The content of a sync tree node is shown below. The content of the Content Object is the ccnb encoding of this data.
SyncNode ::= SyncVersion SyncNodeElements SyncContentHash Name Name SyncNodeKind SyncLeafCount SyncTreeDepth SyncByteCount
SyncVersion ::= nonNegativeInteger
SyncVersion specifies the version of the Slice definition. SYNC_VERSION and SLICE_VERSION are both defined in SyncMacros.h to have values of 20110614.
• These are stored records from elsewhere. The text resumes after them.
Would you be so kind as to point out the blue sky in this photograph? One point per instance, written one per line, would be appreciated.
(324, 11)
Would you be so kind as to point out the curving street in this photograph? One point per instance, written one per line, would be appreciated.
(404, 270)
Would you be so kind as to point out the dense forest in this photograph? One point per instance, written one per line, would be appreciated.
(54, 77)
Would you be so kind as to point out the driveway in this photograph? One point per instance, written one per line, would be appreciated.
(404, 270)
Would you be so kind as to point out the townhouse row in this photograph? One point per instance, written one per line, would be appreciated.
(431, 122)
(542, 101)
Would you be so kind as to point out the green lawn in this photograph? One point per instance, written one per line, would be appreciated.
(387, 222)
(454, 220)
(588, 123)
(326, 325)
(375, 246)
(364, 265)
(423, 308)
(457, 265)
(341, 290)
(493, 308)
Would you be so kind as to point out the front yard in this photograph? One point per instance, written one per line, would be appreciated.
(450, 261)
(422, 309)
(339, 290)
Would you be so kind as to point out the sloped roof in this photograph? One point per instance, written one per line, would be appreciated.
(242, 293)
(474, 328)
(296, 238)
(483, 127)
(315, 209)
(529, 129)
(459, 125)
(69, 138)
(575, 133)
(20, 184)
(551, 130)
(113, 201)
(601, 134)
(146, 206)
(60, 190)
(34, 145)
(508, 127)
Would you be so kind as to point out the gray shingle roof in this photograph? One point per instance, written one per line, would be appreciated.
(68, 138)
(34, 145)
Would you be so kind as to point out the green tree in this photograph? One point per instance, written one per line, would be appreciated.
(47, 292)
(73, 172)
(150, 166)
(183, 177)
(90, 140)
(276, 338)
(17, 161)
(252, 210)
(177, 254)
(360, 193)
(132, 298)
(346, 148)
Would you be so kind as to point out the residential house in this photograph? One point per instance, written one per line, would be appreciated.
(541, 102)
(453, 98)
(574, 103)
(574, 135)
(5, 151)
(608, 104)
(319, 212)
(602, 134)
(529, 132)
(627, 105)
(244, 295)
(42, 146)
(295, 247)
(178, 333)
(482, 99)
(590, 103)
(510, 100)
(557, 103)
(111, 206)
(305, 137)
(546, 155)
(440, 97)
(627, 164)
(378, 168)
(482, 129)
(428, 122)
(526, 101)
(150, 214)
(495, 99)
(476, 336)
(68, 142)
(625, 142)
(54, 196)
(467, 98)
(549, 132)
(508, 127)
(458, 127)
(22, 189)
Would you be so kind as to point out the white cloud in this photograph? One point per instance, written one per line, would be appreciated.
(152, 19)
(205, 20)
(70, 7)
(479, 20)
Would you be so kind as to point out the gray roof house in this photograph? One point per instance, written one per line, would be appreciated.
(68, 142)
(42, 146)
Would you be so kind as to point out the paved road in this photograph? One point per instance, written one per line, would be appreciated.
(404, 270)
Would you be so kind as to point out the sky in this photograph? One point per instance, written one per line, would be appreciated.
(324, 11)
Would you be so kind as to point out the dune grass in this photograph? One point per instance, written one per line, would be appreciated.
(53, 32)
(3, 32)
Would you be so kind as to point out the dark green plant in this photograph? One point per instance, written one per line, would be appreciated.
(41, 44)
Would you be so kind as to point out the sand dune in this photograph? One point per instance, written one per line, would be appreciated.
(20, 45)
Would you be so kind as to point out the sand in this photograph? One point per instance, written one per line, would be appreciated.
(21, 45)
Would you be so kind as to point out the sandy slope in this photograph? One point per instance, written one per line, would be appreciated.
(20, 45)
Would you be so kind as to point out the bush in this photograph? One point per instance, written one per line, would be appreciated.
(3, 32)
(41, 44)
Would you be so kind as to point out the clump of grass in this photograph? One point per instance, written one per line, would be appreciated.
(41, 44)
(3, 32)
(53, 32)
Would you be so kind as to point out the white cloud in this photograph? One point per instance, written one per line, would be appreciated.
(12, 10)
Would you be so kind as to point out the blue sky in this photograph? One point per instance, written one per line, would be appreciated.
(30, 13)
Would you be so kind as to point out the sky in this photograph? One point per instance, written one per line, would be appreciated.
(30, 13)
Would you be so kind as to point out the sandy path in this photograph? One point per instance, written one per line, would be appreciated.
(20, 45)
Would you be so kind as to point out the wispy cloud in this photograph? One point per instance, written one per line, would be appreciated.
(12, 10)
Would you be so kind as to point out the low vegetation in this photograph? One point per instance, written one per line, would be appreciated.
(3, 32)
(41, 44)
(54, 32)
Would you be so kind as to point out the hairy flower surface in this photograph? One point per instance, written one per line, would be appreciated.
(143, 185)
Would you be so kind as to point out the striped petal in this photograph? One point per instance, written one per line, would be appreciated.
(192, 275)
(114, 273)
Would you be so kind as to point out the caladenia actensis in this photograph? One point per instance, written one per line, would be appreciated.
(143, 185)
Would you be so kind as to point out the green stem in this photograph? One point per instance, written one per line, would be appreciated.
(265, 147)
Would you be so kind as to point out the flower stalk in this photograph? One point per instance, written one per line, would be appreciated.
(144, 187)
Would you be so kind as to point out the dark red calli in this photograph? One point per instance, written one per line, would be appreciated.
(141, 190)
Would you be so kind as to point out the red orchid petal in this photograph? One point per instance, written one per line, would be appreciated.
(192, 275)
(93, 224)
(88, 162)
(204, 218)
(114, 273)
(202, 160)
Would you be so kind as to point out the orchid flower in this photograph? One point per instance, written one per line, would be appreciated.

SyncNodeElements ::= (Name | SyncContentHash)*
SyncNodeElements specifies the elements in a sync tree node. An individual element can be the name of a Content Object as defined in the CCNx Name Specification, or the combined hash of a child node. There can be any mix of names and hashes in a sync tree node.
SyncContentHash ::= BLOB
SyncContentHash is the combined hash of a sync node and all of its descendants.
Name, Name are the minimum and maximum names respectively. The minimum name is the least name in the covered set, and the maximum name is the greatest name in the set, based on canonical ordering of CCN names. The covered set for a node is the union of the set of all names in the node with the covered sets of all descendant nodes.
SyncNodeKind ::== nonNegativeInteger
SyncNodeKind is the kind of sync node, and is reserved for future expansion. It should be 0 to preserve future compatibility.
SyncLeafCount ::= nonNegativeInteger
SyncLeafCount is the count of sync tree leaf nodes including the current node and all of its descendants.
SyncTreeDepth ::= nonNegativeInteger
SyncTreeDepth is the depth of the sync tree including the current node and all of its descendants.
SyncByteCount ::= nonNegativeInteger
SyncByteCount is the sum of the byte counts for the encodings for descendants of the current node.
SyncNodeKind, SyncContentHash, SyncLeafCount, SyncTreeDepth, and SyncByteCount are provided for efficiency, and can be derived by analyzing lower-level nodes of the sync tree.